Children dressed as ancient gods, celebrities and political leaders were paraded high above crowds on the Hong Kong island of Cheung Chau Tuesday in a traditional celebration of Buddha’s birthday.
The annual “Piu Sik” or “Floating Colours” march sees young residents held up on towering metal poles and greeted by cheers and applause as they are carried through the winding streets of the outlying island, which is still predominantly a fishing community.
The parade is part of Cheung Chau’s famous five-day “bun festival” which culminates Tuesday night in a precipitous scramble up a tower made from imitation steamed buns, a favourite snack on the island.
Statues of deities were originally carried through the streets as part of the festival parade.

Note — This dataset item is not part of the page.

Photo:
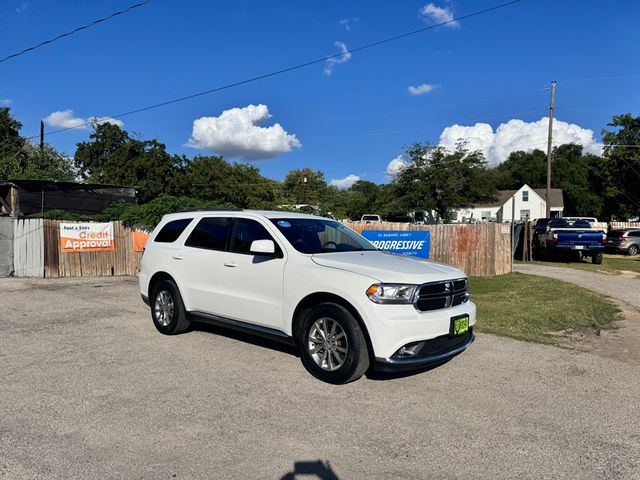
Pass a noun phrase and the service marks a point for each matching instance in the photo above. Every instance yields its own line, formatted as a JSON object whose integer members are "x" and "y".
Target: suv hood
{"x": 387, "y": 267}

But 70 years ago they were replaced by children, inspired by similar celebrations in the southern Chinese city of Guangzhou.

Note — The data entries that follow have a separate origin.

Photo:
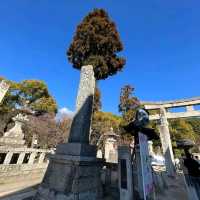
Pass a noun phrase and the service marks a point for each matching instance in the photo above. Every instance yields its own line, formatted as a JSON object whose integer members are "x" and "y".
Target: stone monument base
{"x": 12, "y": 141}
{"x": 73, "y": 174}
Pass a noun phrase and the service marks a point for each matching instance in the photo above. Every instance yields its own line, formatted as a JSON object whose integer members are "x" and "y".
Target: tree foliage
{"x": 97, "y": 42}
{"x": 32, "y": 95}
{"x": 97, "y": 100}
{"x": 102, "y": 122}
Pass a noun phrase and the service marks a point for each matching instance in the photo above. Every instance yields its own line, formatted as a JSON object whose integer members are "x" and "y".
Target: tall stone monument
{"x": 15, "y": 136}
{"x": 74, "y": 171}
{"x": 166, "y": 143}
{"x": 3, "y": 89}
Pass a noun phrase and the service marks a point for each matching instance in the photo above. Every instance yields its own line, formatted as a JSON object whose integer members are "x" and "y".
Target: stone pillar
{"x": 21, "y": 158}
{"x": 8, "y": 158}
{"x": 166, "y": 143}
{"x": 73, "y": 172}
{"x": 41, "y": 158}
{"x": 3, "y": 89}
{"x": 32, "y": 158}
{"x": 125, "y": 173}
{"x": 138, "y": 176}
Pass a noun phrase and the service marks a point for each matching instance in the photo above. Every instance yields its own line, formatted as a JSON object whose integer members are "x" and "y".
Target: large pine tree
{"x": 97, "y": 42}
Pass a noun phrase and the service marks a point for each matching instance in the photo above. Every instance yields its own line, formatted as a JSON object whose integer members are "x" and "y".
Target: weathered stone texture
{"x": 80, "y": 128}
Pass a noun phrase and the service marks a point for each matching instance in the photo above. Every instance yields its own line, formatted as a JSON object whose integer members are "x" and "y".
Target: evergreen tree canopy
{"x": 128, "y": 103}
{"x": 97, "y": 42}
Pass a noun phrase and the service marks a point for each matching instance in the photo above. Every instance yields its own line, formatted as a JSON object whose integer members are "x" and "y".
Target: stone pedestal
{"x": 73, "y": 174}
{"x": 74, "y": 171}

In the past two decades the march has also evolved into a form of political satire.
Children from a parade group headed by local resident Wong Sing-chau dressed as the city’s finance secretary and democratic lawmakers to reflect current controversies.
A four-year-old girl from Wong’s group posed as the landlady from popular Hong Kong movie “Kung Fu Hustle”, complete with pink pyjamas and hair rollers, in what he said was a nod to the city’s sprawling housing costs.

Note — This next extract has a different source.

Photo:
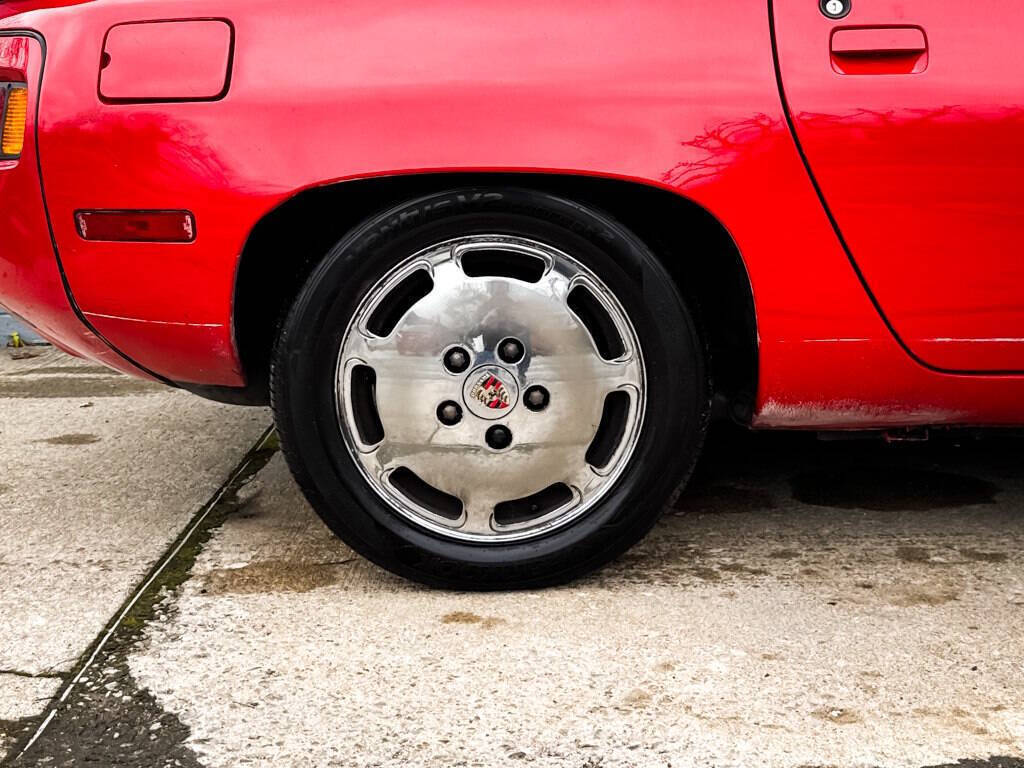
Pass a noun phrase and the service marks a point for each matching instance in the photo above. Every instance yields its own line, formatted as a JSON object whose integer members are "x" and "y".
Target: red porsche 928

“I want to speak for the people through satire,” Wong told AFP. “Everyone suffers from high rent and unaffordable housing now.”
A mini-version of city leader Carrie Lam in pink cheongsam and pearls also joined the parade, alongside children dressed as local sports stars including bespectacled Hong Kong snooker player Ng On-yee and champion cyclist Sarah Lee.
The ability to withstand the blazing sun for hours during the parade was one of the requirements for being selected, said Wong.
Temperatures reached 34 degrees Celsius (93 degrees Fahrenheit) on Tuesday, the hottest parade day in 71 years, with children trying to keep cool using fans and umbrellas.
For five-year-old Hayden Kwok, it was a taste of fame.
“Many people will say hello to me. I can see myself on TV,” he told AFP before the event, during which he was dressed as pro-democracy lawmaker Ted Hui.
Hayden’s father Kwok Yu-tin said he wanted his children to inherit tradition through participation.
“Participation gives them a better understanding of what the tradition is and they can feel the atmosphere for themselves,” he said.